Puertas: durante años he tomado fotografías de puertas y portones. Me asombran, especialmente, las puertas metálicas y oxidadas pero desde que vivo en cierto pueblo, he aprendido a apreciar los detalles de las puertas de madera y hierro; en sus grietas se esconde el inicio de toda historia. Las colecciono porque me recuerdan los sueños de Atreyu, el indio verde, y su recorrido por aquellas puertas de materias, colores y texturas. En el sueño encontró el mensaje. Atravesar una puerta es abandonarse a sí mismo.
Árboles: adorno mi ventana con tres árboles: una palma de madagascar, un amaranto y un árbol de la buena fortuna. Después de talar el árbol de dólar y su estructura amenazante pensé que necesitaba un poco de sombra, de colores áridos e inmodestos, para suavizar mis días de enfermedad y rutina. Si ella estuviera aquí, se sentiría como en casa.
Cruces: construyó una casa de madera sagrada y bendita. De algo debía servir la creciente ausencia en las iglesias y los fieles. Los amuletos de dios, uno sobre otro, como si resolvieran un acertijo, un videojuego de una sola pieza. Tuvo que ser paciente, quizás tardó años en construirla por esperar que las piezas embonaran de manera perfecta en el muro, las esquinas, el techo, pero al final logró construir un templo para sí mismo con la fe de los otros.
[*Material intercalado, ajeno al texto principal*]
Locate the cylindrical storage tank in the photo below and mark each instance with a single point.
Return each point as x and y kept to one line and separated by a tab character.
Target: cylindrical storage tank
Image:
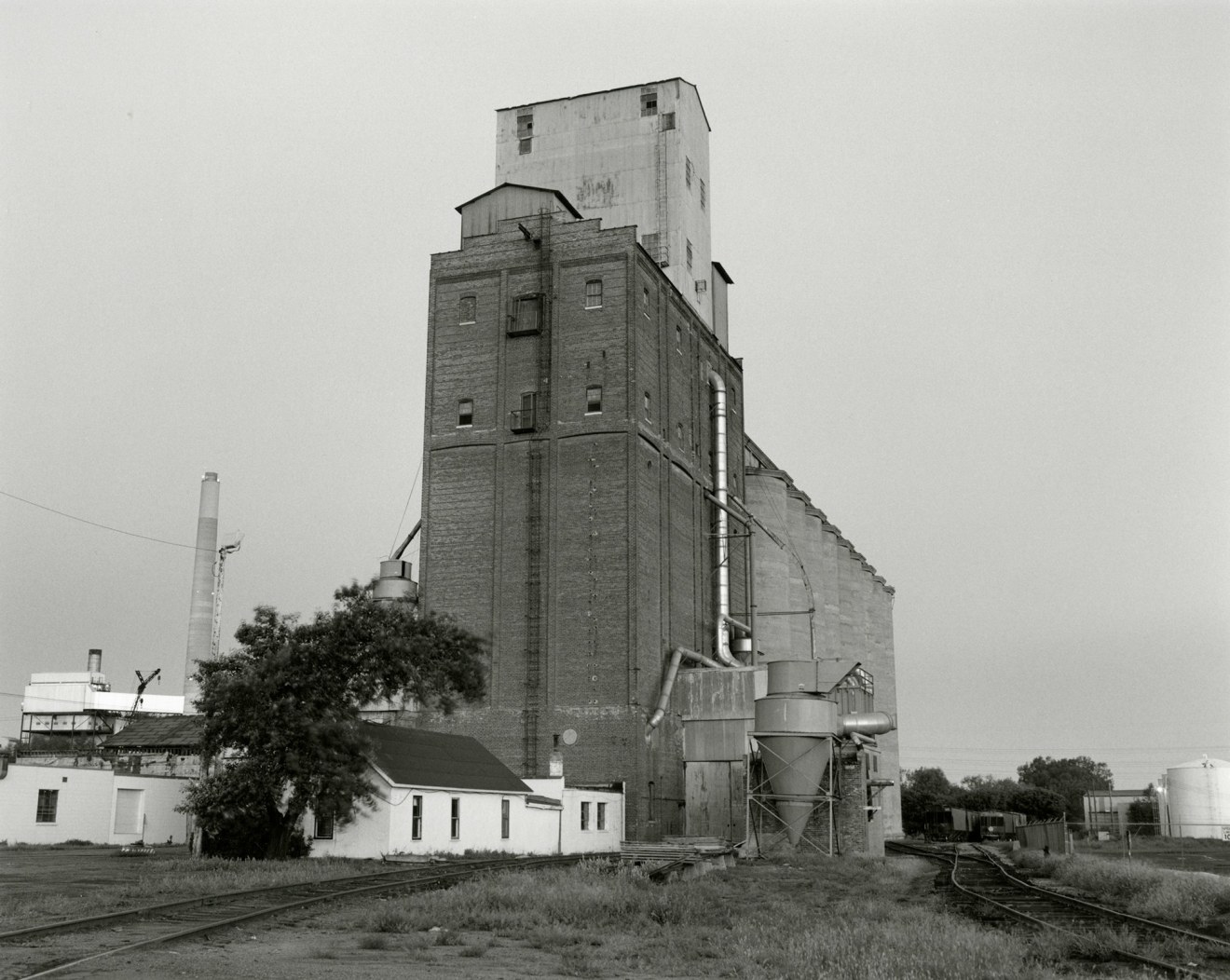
395	581
1198	796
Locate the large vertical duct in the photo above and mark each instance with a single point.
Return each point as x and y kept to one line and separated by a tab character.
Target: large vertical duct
722	645
200	611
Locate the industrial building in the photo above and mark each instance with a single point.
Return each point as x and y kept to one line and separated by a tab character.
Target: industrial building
594	507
Cajetillas: de mi vida como exfumador conservo tres cajetillas con diez cigarrillos cada una. Podrían ser un mes de autocontrol obsesivo y masoquista. Antes del cáncer, pensaba un poco tonto y feliz, que podría reservarme esos cigarrillos para ocasiones especiales. El humo es uno de los catorce millones de futuros posibles.
Cables: si existe una entidad superior vigilando esta simulación, una inteligencia que supera lo que nosotros llamamos realidad (el ser hiperbinario de género superfluido que vive en la metarrealidad contempla su trabajo: somos datos y pixeles en su pantalla básica y tridimensional), me pregunto cómo habrá arreglado la situación de los cables. No se trata de liberación, no soy un iluso, se trata de una paz estética.
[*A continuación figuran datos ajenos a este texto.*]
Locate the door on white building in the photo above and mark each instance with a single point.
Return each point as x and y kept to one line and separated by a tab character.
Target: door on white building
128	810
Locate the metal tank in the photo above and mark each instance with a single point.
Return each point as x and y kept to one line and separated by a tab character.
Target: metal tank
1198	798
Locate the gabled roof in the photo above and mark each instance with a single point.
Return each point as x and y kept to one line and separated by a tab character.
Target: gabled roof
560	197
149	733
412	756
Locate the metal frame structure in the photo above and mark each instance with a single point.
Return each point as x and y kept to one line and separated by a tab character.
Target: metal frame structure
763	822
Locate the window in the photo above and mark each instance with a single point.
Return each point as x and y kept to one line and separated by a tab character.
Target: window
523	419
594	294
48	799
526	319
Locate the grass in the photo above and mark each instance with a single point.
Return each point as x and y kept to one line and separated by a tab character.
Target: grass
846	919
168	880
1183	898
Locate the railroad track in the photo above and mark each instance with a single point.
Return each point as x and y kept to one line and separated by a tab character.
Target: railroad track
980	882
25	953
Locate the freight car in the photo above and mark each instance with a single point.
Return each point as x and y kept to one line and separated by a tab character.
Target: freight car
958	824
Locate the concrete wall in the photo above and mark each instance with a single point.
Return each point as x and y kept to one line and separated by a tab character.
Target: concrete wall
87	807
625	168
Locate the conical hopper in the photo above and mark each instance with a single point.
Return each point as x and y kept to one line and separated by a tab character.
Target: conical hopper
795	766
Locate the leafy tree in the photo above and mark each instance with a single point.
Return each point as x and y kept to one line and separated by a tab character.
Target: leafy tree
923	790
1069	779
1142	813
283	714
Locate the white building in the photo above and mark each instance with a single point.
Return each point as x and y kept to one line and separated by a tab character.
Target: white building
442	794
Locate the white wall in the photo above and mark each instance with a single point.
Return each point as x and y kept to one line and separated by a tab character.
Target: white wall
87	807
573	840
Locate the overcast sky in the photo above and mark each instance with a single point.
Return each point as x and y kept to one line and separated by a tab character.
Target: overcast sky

Aves: cuánto cambia la relación con los pájaros cuando empiezas a fijarte en ellos. Contemplar a un grupo de aves y sus rituales te ayuda a superar las millones de portadas que has visto de Juan Salvador Gaviota. La romantización del gorrión en pleno vuelo. El mirón de plumas no sólo construye la trayectoria estelar de los vuelos, pero también aprecia su cuerpo inflado y el arrojo con que pica los ojos de sus contrincantes. El ave no sólo es libre por su dominio de los cielos; es un esclavo de la biología.
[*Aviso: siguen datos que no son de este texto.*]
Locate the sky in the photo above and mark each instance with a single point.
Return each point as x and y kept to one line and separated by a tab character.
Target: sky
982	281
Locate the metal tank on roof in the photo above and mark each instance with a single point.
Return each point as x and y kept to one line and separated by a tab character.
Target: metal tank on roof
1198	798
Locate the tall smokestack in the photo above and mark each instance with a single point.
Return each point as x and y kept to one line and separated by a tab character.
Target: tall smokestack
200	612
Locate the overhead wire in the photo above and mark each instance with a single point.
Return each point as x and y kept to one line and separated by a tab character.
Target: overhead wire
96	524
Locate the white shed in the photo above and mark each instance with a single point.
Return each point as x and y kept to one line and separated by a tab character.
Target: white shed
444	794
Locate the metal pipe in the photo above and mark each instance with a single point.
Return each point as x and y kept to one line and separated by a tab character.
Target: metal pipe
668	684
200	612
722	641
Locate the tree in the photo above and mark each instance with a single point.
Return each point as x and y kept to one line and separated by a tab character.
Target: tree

Telescopios: mi cielo provinciano no tiene estrellas porque sus calles están demasiado iluminadas. Al final, compré un telescopio para mirar las ventanas de unos departamentos lejanos. Dos horas mirando a una chica acicalarse el cabello. Es lo menos que me deben (¿quiénes? ¿cómo?), pues la altura de sus propiedades me quitó la vista del Popocatépetl. Revelación: quizás por estas cosas el poblano es como es.
Consoladores: nunca ha entendido porque estos instrumentos burdos, de colores chillones y vibraciones programadas, son llamados consoladores. Se puso uno en el oído para ver si recibía una confesión y luego se lo acercó a la boca para contarle un secreto. No pasó nada, ni siquiera recibió una señal. Imaginó entonces una casa. Si juntaba suficientes de estos artefactos podría construir un templo, un hogar colorido para consolar a los vagabundos y los perdidos. Véngase.
Servilletas: cuando una adivina ciega le dijo que su destino estaba en garabatear porquerías en papel y lápiz, tomó la tranquila resolución de fugarse. Ha sido muy difícil, un proceso de muchos años. Lamentablemente la gente siempre tiene lápices, plumas, papel higiénico, cuadernos contables y similares; pero ha conseguido evadirlos. No puedo decirles dónde hizo su casa porque lo envidiarían, pero vive en un país donde no venden servilletas.
Libros: compro libros porque no es práctico coleccionar puertas. La vaga idea bidimensional de la puerta adquiere volumen, peso, grosor. Se convierte en un objeto que puede vivir en nuestras manos. La idea del pasillo onírico se convierte en un artefacto sensible. Cómo no amarlo. Los libros y sus portadas simulan texturas. Los libros de piel curtida, lo sé, no todos, asemejan la edad de un árbol derribado, cadáver natural, cuyo sacrificio lo transformó en la entrada a un templo, lugar de murmullos y oraciones. Las grietas del papel son la historia oculta. Abres el libro. Te has abandonado.